Well-Architected assessment:
| Pillar | Rating | Notes |
|---|---|---|
| Operational Excellence | Highest | Fully managed. No infrastructure, no index tuning, no chunking code. |
| Security | High | IAM, encryption, data source permissions. Guardrails integration for content filtering. |
| Reliability | High | Depends on underlying vector store. Bedrock handles sync and retries. |
| Performance | Medium | Adds a layer of abstraction. Reranking improves quality but adds latency. |
| Cost | Medium | Pay per retrieval query + underlying vector store costs. Predictable but not the cheapest at scale. |
| Sustainability | High | No over-provisioned infrastructure. Scales with demand. |
Trade-off: Fastest time-to-value, lowest operational burden — but you trade control. Custom chunking logic, specialized filtering, or non-standard retrieval patterns may push you toward a self-managed approach.

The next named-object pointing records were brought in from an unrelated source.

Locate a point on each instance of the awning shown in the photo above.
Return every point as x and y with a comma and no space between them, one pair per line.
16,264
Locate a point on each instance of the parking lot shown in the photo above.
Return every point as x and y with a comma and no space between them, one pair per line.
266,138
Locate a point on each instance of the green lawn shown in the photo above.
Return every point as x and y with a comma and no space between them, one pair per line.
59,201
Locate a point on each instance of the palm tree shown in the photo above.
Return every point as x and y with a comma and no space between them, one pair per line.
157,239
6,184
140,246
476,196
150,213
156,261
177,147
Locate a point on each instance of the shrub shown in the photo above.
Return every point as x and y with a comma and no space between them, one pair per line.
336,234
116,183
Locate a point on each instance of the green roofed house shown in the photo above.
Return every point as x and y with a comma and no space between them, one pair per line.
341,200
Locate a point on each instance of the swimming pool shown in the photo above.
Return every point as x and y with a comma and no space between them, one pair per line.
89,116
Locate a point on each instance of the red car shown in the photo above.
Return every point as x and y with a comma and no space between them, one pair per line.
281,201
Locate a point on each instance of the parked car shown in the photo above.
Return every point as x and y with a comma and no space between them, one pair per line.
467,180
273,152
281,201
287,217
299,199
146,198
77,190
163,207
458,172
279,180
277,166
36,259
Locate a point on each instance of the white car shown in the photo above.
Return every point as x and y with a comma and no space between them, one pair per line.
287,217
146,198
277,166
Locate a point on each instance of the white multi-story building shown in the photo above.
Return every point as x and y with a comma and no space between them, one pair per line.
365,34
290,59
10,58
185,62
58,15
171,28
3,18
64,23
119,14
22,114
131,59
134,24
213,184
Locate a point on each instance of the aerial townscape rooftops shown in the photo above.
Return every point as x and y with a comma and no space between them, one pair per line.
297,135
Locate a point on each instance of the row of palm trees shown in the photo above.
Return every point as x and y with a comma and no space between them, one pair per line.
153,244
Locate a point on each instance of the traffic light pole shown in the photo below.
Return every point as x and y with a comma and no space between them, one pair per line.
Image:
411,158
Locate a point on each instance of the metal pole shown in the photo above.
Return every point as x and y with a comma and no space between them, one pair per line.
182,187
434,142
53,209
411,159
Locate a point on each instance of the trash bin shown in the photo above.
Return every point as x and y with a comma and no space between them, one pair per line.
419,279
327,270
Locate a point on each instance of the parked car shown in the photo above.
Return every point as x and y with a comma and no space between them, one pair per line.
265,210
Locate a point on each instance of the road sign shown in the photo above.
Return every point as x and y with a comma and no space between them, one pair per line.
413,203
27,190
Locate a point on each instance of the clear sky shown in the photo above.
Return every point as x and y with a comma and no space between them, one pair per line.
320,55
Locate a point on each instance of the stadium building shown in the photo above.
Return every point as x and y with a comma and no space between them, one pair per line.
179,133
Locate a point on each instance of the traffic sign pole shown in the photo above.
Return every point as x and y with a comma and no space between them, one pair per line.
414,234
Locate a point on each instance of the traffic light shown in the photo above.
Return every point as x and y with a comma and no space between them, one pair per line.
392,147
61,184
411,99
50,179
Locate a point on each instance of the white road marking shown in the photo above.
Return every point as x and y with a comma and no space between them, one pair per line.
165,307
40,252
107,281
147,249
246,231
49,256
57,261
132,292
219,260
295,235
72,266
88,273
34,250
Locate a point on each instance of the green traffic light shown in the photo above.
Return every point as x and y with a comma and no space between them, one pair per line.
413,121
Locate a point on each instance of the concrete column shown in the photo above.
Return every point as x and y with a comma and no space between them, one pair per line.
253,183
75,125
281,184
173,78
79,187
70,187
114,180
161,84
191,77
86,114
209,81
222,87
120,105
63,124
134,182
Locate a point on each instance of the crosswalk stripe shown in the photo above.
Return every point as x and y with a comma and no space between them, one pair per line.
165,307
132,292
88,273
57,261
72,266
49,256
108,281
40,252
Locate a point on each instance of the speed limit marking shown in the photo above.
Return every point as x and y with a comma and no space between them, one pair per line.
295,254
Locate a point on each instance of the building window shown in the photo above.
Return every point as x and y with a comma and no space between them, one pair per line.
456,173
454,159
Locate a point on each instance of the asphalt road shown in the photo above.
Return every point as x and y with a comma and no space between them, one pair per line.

5. Amazon Neptune Analytics (GraphRAG)
GraphRAG is the approach for domains where relationships between entities matter as much as the content itself. Neptune Analytics combines knowledge graphs with vector similarity search.
How it works: Store entities as graph nodes with vector embeddings. Query using openCypher with vector extensions. Retrieval follows graph relationships (e.g., “find documents related to Entity X and similar to this query vector”).
Best for: Entity-rich domains — healthcare (drug interactions, patient records), finance (transaction networks, regulatory entities), legal (case law citations, precedent chains). Any domain where “connected to” matters as much as “similar to.”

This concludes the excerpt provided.